Arévalo Astrada Miguel, McLachlan Richard S, Mirsattari Seyed M, Suller-Marti Ana, Diosy David, Steven David A, Burneo Jorge G
Department of Clinical Neurological Sciences, Schulich School of Medicine and Dentistry, Western University, London, Ontario, Canada.
Department of Clinical Neurological Sciences, Schulich School of Medicine and Dentistry, Western University, London, Ontario, Canada; Department of Epidemiology and Biostatistics, Schulich School of Medicine and Dentistry, Western University, London, Ontario, Canada.
Epilepsy Res. 2020 Oct;166:106405. doi: 10.1016/j.eplepsyres.2020.106405. Epub 2020 Jun 23.
To determine if the ictal onset recorded with stereoelectroencephalography (SEEG) during clusters of seizures is reliable to identify the laterality of the epileptogenic zone.
In the presurgical evaluation of patients with focal drug-resistant epilepsy, the presence of bilateral ictal onset is usually associated with a poor surgical outcome. It has been reported that the laterality of seizures can be influenced during seizure clusters, although this remains controversial. Most studies have addressed this issue using scalp EEG which could erroneously determine the laterality of the ictal onset.
We examined all consecutive patients who underwent SEEG with bilateral hemispheric coverage at our institution between January 2013 and September 2018. We assessed the presence of seizure clusters (clinical or subclinical), their laterality by SEEG and the surgical outcome of the patients. A descriptive clinical and electrographic analysis was performed.
Of 143 patients who underwent SEEG recordings, we identified only six patients who had bilateral ictal onset that went on to resective surgery. In all six patients the discordant seizures occurred during a seizure cluster. Three of these patients were seizure free at last follow up.

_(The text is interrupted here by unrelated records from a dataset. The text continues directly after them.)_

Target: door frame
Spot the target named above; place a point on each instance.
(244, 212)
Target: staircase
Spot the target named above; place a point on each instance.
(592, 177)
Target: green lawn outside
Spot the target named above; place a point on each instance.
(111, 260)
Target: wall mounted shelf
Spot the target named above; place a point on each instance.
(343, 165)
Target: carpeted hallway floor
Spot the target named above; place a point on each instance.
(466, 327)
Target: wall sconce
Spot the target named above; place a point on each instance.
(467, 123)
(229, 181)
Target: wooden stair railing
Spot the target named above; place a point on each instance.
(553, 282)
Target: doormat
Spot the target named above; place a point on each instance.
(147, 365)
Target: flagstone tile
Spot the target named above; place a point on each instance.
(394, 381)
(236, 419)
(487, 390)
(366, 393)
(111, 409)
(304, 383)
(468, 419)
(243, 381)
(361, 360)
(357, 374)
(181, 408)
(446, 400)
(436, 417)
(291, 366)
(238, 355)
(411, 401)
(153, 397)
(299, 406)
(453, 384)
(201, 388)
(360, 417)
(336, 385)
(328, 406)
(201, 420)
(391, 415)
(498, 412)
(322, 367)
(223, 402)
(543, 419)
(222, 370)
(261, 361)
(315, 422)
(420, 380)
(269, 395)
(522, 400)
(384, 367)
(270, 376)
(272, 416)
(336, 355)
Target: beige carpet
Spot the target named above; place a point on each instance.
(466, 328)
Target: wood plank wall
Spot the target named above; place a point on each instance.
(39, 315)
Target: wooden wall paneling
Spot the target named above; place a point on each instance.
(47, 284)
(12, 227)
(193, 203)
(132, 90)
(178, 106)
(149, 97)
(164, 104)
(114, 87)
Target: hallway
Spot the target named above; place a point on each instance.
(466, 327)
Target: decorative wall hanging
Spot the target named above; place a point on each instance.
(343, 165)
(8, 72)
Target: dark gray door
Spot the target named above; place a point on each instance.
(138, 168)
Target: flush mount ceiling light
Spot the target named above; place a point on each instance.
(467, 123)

Discordant seizures obtained during a seizure cluster may not necessarily mean that the patient has bilateral epilepsy, and therefore a poor post-surgical outcome. Seizure clusters may not reliably lateralize the epileptogenic zone.
确定在癫痫发作簇期间通过立体脑电图(SEEG)记录的发作起始是否可靠地用于识别致痫区的侧别。

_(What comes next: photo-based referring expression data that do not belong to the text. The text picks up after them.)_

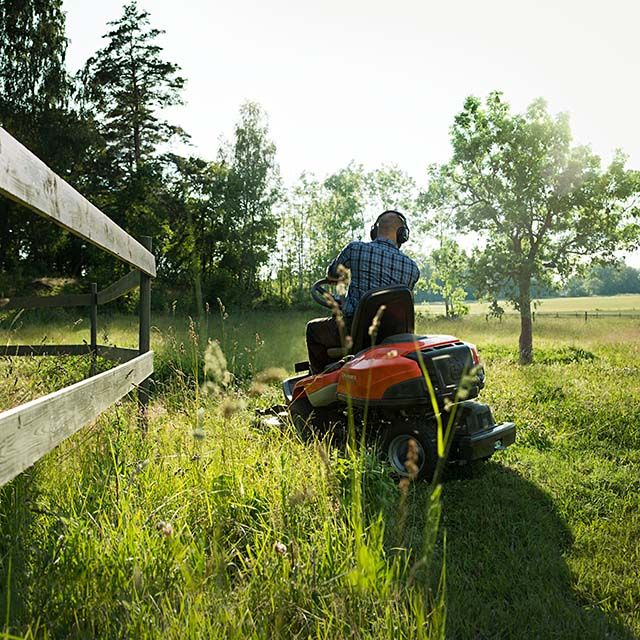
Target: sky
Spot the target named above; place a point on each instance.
(380, 82)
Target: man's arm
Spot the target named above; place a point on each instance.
(343, 258)
(415, 276)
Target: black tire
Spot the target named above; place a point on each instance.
(397, 448)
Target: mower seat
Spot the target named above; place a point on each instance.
(397, 318)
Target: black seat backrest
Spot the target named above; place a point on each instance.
(398, 316)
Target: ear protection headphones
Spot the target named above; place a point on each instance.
(402, 233)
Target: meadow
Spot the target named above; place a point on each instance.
(627, 304)
(213, 526)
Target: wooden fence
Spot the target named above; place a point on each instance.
(31, 430)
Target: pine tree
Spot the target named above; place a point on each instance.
(126, 84)
(35, 95)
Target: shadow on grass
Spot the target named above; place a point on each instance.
(16, 545)
(506, 575)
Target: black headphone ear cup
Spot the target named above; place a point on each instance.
(402, 234)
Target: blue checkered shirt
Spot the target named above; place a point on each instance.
(373, 265)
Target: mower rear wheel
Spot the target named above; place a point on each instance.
(410, 450)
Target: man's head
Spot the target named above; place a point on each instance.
(391, 225)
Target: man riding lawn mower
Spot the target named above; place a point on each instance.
(399, 383)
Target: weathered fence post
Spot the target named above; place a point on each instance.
(93, 315)
(144, 338)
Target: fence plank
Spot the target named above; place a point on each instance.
(27, 180)
(45, 350)
(117, 354)
(31, 430)
(119, 287)
(42, 302)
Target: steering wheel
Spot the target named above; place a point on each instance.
(318, 292)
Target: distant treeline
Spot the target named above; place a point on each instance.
(229, 229)
(596, 280)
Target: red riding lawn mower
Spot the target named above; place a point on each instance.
(399, 383)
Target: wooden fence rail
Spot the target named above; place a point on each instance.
(29, 431)
(33, 429)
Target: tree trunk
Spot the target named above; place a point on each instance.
(526, 326)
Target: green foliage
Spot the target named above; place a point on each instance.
(538, 203)
(35, 94)
(450, 270)
(253, 189)
(243, 531)
(125, 85)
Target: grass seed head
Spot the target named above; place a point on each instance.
(271, 375)
(257, 389)
(165, 528)
(215, 367)
(231, 406)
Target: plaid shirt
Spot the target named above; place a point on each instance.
(373, 265)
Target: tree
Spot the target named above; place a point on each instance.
(391, 188)
(449, 275)
(194, 234)
(125, 84)
(539, 204)
(35, 94)
(336, 210)
(253, 190)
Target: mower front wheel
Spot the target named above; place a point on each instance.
(410, 450)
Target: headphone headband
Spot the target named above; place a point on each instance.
(402, 232)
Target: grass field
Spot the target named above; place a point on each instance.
(625, 304)
(213, 528)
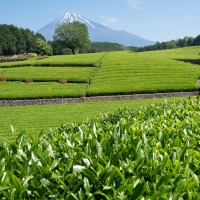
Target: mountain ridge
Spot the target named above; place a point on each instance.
(97, 32)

在局灶性药物难治性癫痫患者的术前评估中,双侧发作起始的存在通常与手术效果不佳相关。据报道,癫痫发作簇期间发作的侧别可能会受到影响,尽管这仍存在争议。大多数研究使用头皮脑电图来解决这个问题,而头皮脑电图可能会错误地确定发作起始的侧别。
我们检查了2013年1月至2018年9月期间在我们机构接受双侧半球覆盖SEEG检查的所有连续患者。我们评估了癫痫发作簇(临床或亚临床)的存在情况、通过SEEG确定的侧别以及患者的手术结果。进行了描述性的临床和脑电图分析。
在143例接受SEEG记录的患者中,我们仅确定了6例有双侧发作起始并接受了切除性手术的患者。在所有6例患者中,不一致的发作均发生在癫痫发作簇期间。其中3例患者在最后一次随访时无癫痫发作。
在癫痫发作簇期间获得的不一致发作不一定意味着患者患有双侧癫痫,因此手术效果不佳。癫痫发作簇可能无法可靠地确定致痫区的侧别。